Trauma durch Spielen überwinden
Alles änderte sich, als Anitas Sohn einen Zettel aus der Schule mitbrachte, auf dem die Eltern gebeten wurden, an einem neuen Schulungsprogramm teilzunehmen. Anita zögerte, entschied sich aber doch, hinzugehen.
Die Schulung war Teil des Programms „Play To Grow“ von Right To Play, das von der LEGO Foundation finanziert wird. Das Programm wurde an die Lebensumstände von Flüchtlingen in Distrikten wie Isingiro und Adjumani angepasst und vermittelt Eltern von Kindern im Alter von drei bis sechs Jahren Strategien zur Förderung der frühkindlichen Entwicklung, der Lese- und Schreibfähigkeit sowie des Rechenvermögens durch aufmerksame Erziehung und spielerisches Lernen.

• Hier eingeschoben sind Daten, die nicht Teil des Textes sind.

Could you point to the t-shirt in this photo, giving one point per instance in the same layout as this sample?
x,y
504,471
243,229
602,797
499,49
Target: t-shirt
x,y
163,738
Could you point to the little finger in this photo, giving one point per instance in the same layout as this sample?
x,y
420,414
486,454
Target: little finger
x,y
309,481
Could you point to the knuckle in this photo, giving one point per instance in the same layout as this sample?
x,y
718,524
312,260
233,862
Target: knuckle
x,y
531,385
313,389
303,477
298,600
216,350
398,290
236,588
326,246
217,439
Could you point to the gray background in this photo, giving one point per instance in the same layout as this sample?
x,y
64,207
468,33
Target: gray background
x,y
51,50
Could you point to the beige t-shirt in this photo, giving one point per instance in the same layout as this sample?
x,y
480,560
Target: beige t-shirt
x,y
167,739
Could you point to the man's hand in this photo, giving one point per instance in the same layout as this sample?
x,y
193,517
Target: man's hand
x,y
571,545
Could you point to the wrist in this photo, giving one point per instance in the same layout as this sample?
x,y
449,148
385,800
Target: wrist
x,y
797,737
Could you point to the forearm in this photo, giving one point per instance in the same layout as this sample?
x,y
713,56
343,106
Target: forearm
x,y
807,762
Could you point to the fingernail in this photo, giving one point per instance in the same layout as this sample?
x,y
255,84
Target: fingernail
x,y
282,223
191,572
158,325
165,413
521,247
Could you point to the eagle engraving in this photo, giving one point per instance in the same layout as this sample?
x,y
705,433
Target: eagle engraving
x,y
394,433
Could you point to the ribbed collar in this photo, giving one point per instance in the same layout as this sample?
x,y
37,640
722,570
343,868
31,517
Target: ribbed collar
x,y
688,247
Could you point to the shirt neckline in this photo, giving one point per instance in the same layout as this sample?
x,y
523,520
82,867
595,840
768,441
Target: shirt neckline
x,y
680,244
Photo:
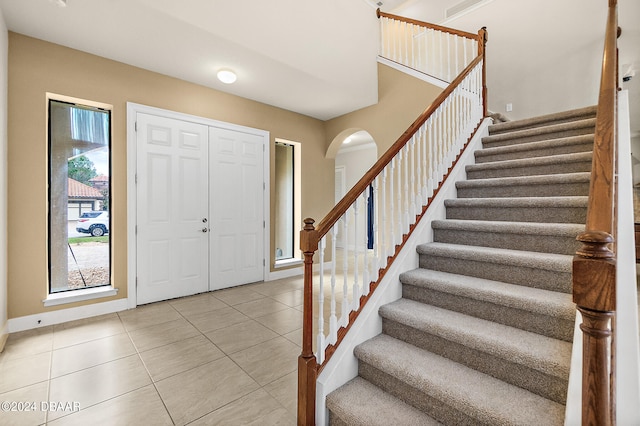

„Als wir dort ankamen, erklärten sie uns, wie wichtig es ist, mit unseren Kindern zu spielen und ihnen Freiraum zu lassen, aber das fiel mir nicht leicht, weil ich es für einen Witz hielt, mit Kindern zu spielen, wenn ich Arbeit zu erledigen habe”, erinnert sich Anita. Aber sie beschloss, es zu versuchen.
Das Programm „Play To Grow“ baut auf einer erfolgreichen Pilotinitiative auf, die in sieben Flüchtlings- und Stadtgemeinden in Uganda und Tansania durchgeführt wurde und bemerkenswerte Ergebnisse erzielte: 87 % der Betreuungspersonen gaben an, eine positive Einstellung zu responsiver Erziehung und Spiel zu haben, während 82 % wöchentlich sechs oder mehr spielerische Aktivitäten mit ihren Kindern unternahmen. Am bedeutendsten ist vielleicht, dass 66 % der Eltern keine harten Strafen mehr anwendeten – eine entscheidende Veränderung in Gemeinden, in denen der Stress hoch ist.
Als Anita die Sitzungen weiter besuchte, bemerkte sie allmählich Veränderungen bei sich selbst und ihrer Familie. „Das Programm Play To Grow hat mir sehr geholfen, denn nachdem ich davon erfahren hatte, hat sich in meinem Leben und in meinem Zuhause viel verändert“, sagt sie.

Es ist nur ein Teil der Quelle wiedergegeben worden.